Как все пацаны, я учился в соседней школе, почти такой же, как в Сокольниках, правда, в 1956 году оттуда бережно убрали гипсовый неподъемный бюст Сталина и с круглых барельефов над четвертым этажом исчезли какие-то профили – может быть, просто осыпались от ветхости. В этой школе я дотянул до девятого, откуда ушел поступать в техникум. В те годы учились кто как мог, полно было второгодников, мелких шкодников из неблагополучных семейств, мешающих на уроке учителям, прогульщиков, но пионерские сборы, спорт и нечастые туристические походы сплачивали и трудолюбивых, и бездельников.

До шестого класса я был активным пионером, одно время барабанщиком пионерской дружины, выступал инициатором каких-то затей по уборке класса, территории вокруг школы, оформлял стенгазету (впрочем, и до окончания школы), участвовал в шефстве над младшими классами, на собраниях осуждал девчонок, красивших губы, брови, ресницы – да мало ли, что они могли там накрасить, главное – осудить, или, как тогда говорили «пропесочить», «пригвоздить к позорному столбу» (хуже). В этом иезуитстве я был, к несчастью, не одинок, всякие «проработки» и по другим причинам были еженедельно и от классных руководителей, и от пионервожатых, от дирекции школы и активной общественности – контроль был постоянный, но учащиеся ухитрялись выскальзывать из-под него в сомнительные предприятия постоянно.

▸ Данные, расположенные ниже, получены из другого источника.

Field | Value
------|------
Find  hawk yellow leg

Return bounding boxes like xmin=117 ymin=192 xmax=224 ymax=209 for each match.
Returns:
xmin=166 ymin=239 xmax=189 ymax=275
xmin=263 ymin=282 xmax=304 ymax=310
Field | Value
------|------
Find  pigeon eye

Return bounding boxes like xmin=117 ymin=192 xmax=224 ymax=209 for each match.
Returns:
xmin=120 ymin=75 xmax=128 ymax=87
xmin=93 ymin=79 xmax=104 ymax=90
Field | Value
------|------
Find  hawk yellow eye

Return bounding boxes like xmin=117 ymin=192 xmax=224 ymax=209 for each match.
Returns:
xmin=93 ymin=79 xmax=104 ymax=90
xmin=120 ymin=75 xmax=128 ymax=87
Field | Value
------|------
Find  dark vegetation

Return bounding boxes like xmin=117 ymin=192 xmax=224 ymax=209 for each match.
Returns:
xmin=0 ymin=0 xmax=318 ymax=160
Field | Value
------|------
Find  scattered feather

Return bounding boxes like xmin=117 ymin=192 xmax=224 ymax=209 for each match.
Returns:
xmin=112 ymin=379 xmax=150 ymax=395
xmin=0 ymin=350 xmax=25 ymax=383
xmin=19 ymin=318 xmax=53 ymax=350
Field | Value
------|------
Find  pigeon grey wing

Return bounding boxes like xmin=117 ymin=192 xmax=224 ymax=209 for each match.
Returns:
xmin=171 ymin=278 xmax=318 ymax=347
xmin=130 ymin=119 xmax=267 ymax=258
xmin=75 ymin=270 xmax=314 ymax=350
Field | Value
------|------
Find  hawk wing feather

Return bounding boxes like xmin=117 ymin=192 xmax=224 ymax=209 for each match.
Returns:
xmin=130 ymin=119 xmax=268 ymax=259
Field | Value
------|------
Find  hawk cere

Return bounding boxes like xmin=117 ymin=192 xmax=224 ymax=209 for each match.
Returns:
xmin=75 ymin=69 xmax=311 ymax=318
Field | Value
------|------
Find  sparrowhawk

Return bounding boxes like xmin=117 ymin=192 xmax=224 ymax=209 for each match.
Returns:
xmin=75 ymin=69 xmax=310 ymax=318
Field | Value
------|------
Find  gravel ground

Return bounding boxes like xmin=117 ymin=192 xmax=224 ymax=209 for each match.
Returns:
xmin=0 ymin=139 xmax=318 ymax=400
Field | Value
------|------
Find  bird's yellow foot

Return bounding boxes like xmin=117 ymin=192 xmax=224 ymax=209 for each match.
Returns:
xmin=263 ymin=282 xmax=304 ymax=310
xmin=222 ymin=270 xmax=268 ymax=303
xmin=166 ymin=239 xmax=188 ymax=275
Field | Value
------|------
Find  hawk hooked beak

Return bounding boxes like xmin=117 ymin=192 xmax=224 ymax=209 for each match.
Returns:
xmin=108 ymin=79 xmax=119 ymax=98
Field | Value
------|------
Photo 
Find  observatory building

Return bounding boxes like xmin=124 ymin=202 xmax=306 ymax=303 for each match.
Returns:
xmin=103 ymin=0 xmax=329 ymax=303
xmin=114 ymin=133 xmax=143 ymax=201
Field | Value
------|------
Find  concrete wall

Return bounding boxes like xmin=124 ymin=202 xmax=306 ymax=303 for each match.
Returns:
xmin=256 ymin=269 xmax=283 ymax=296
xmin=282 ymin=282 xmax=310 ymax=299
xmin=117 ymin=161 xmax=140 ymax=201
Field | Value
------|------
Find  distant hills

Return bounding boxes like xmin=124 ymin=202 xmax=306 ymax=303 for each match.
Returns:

Так, я помню, что в пятом классе на осенней прогулке где-то в районе Останкинского парка – для «похода» это было близковато – мы с моим сверстником предварительно купили четвертинку еловой настойки «для папы», втихаря выдули ее, пока разжигался костер, и учительница по литературе, за нами надзирающая, никак не могла понять, что с мальчиками, почему они часто спотыкаются, не смотрят в глаза и отдаляются от группы. Бывали и случаи воровства в классе «по мелочи» – то завтрак у девчонки вытащат, то в гардеробе карманные деньги стащат. Свои карманные деньги у меня появлялись не часто, когда удавалось сдать на воровскую приемную базу валявшийся в изобилии вокруг нашего дома металлолом: куски труб, остатки металлических ферм, строительных лесов, уголков из металла, каких-то болванок неизвестного предназначения. Дело было тяжелое, приемщики нещадно обманывали, помогал мне и младший на семь лет брат. Изредка пополнялся доход и игрой в расшибалку, пристенок, а позднее и чет-нечет – игры азартные и запрещенные, но копеечные.

Из трагикомических событий помню, как ученик по фамилии Хмельницкий – довольно крупный парень в первые годы обучения, но как-то захиревший к восьмому классу – долго тянул руку, учительница не обращала на него внимания, наконец вызвала его к доске для ответа, но он-то хотел в туалет. Около доски и приключилась с ним неприятность «по-большому», он краснел, подтирал пол тряпкой для мела. Близорукая учительница ничего не замечала, мы и видели и чувствовали запах – короче, конфуз был необычайный и так до конца восьмого класса ему не забывался. Конечно, было и достаточно доброе отношение друг к другу, более обеспеченные, те, кто мог перекусить в школьной столовой на переменах, оставляли недоеденные пирожки с повидлом более нуждающимся ученикам, угощали яблоками из редких тогда дачных садов, а то и газировкой за тридцать копеек (после реформы 1961 года – три копейки) с сиропом – правда, остатком от недопитого.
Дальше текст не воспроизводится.